When he was alone, the forester sat down again at his desk and began to leaf through a book about hunting. He decided to go out on a night hunt, so he wound up the alarm clock and set it for midnight. Then he stole to the door and turned the key. In one of his desk drawers was a small bottle of brandy, something he saved for special occasions, to help stiffen his resolve in difficult times. He took a glass down from the shelf and poured a little, very little, into it. He poured the exact amount that a man of character would pour. Holding the glass up to the light, he was pleased with himself that he had poured such a moderate amount. Then he tossed it back in one painful gulp. He poured out the same amount a few times more, and each time he was equally pleased by the strength of his character.

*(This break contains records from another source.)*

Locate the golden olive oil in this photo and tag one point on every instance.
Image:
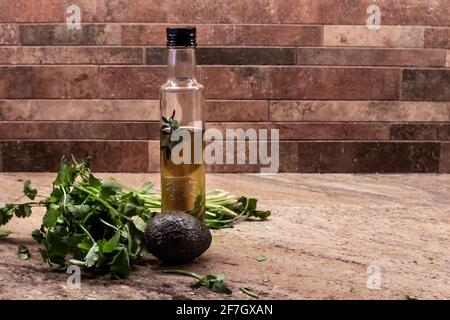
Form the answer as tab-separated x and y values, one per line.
183	184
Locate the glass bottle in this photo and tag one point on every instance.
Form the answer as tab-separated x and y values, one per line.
182	128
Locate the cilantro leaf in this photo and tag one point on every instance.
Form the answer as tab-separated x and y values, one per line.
92	256
22	211
4	233
29	191
112	244
23	253
51	217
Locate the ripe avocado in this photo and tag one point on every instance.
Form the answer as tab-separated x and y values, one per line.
177	237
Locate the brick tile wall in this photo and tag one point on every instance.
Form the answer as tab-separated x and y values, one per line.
345	98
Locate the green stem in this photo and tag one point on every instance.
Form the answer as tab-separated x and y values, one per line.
106	204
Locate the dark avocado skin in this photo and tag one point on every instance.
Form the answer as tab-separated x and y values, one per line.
176	238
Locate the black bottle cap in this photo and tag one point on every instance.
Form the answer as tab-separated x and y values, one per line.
181	37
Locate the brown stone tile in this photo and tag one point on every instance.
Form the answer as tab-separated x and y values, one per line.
144	35
371	57
231	56
236	110
437	38
246	56
395	111
108	156
98	34
300	83
8	34
369	157
394	12
157	56
387	36
444	166
288	159
132	82
153	156
70	55
259	35
79	110
225	11
413	131
313	131
33	11
49	82
428	85
123	10
26	130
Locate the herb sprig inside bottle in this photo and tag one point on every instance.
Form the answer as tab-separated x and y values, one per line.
168	129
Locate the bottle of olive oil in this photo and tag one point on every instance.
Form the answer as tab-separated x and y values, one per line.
182	127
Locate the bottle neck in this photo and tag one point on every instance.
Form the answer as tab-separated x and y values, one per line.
181	63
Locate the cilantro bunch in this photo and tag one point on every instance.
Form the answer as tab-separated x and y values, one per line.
99	225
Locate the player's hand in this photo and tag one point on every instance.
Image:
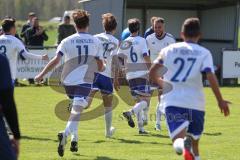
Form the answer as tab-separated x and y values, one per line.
15	145
116	85
45	57
38	78
223	106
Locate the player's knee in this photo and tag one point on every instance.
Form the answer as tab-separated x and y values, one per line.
79	103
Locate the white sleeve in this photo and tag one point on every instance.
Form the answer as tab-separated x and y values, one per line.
100	50
61	49
207	64
24	53
160	58
144	48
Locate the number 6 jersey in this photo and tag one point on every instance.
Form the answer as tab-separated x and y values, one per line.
134	49
185	63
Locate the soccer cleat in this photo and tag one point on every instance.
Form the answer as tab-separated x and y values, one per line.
74	146
145	122
128	116
187	154
110	134
143	132
158	127
62	142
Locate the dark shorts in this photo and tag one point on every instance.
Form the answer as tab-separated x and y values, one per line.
103	83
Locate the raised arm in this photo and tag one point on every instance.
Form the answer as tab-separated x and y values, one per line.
222	104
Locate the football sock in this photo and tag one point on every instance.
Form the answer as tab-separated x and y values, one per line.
139	107
108	119
158	115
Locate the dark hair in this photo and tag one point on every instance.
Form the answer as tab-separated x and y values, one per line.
66	17
134	25
153	19
81	18
191	27
109	22
7	24
159	20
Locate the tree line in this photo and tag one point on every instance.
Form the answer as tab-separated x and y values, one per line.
45	9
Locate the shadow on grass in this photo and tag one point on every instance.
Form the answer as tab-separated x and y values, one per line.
153	135
213	134
38	139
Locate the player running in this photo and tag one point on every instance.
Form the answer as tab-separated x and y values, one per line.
156	42
11	47
79	51
104	80
138	61
185	104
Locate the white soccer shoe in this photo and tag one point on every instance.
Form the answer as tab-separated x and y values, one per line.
110	134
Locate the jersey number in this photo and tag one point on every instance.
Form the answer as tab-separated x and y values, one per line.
3	50
80	54
105	47
133	55
182	63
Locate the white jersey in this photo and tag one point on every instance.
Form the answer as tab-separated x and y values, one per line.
110	48
11	47
134	56
155	45
185	63
80	48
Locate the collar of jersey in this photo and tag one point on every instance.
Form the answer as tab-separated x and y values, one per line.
161	37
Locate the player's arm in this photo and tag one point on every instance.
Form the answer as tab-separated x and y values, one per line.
7	105
24	54
146	55
155	78
52	64
223	105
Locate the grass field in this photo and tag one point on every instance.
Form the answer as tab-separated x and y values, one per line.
39	126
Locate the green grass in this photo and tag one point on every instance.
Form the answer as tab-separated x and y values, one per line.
39	126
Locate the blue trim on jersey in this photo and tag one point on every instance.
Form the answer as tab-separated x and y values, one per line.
103	83
145	54
207	70
21	54
60	53
179	118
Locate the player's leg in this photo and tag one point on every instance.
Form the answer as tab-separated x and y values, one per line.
177	123
80	94
105	85
195	130
107	101
139	91
158	115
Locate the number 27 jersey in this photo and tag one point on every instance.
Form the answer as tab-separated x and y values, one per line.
185	63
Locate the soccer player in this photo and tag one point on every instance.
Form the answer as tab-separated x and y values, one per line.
104	80
150	30
8	150
138	62
156	42
78	51
185	104
11	47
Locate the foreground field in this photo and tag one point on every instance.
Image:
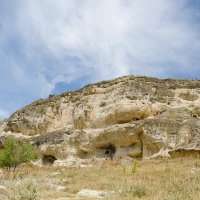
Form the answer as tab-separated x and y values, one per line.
165	179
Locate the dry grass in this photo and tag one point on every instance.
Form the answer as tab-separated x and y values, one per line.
166	179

All at once the sun appeared and struck him in the eyes. As he leaned over the desk to pull the blinds down, he saw Alice coming out of the bower toward the house. She was carrying the remains of their interrupted meal on a red tray, which cast a friendly reflection on the grass where she was walking. Her shoulders looked tired and she appeared to be leaning on the tray for support, bearing her fatigue and the beginnings of despair before her as she kept her eyes desperately fixed on the tray, trying to keep it all from tumbling out of her grasp. As he saw her there, the forester was moved by a sudden feeling of tenderness for the teacher’s wife. Leaning over the desk, following her quiet path to the house with his eyes, he felt the pleasure of this tenderness awaken in his body.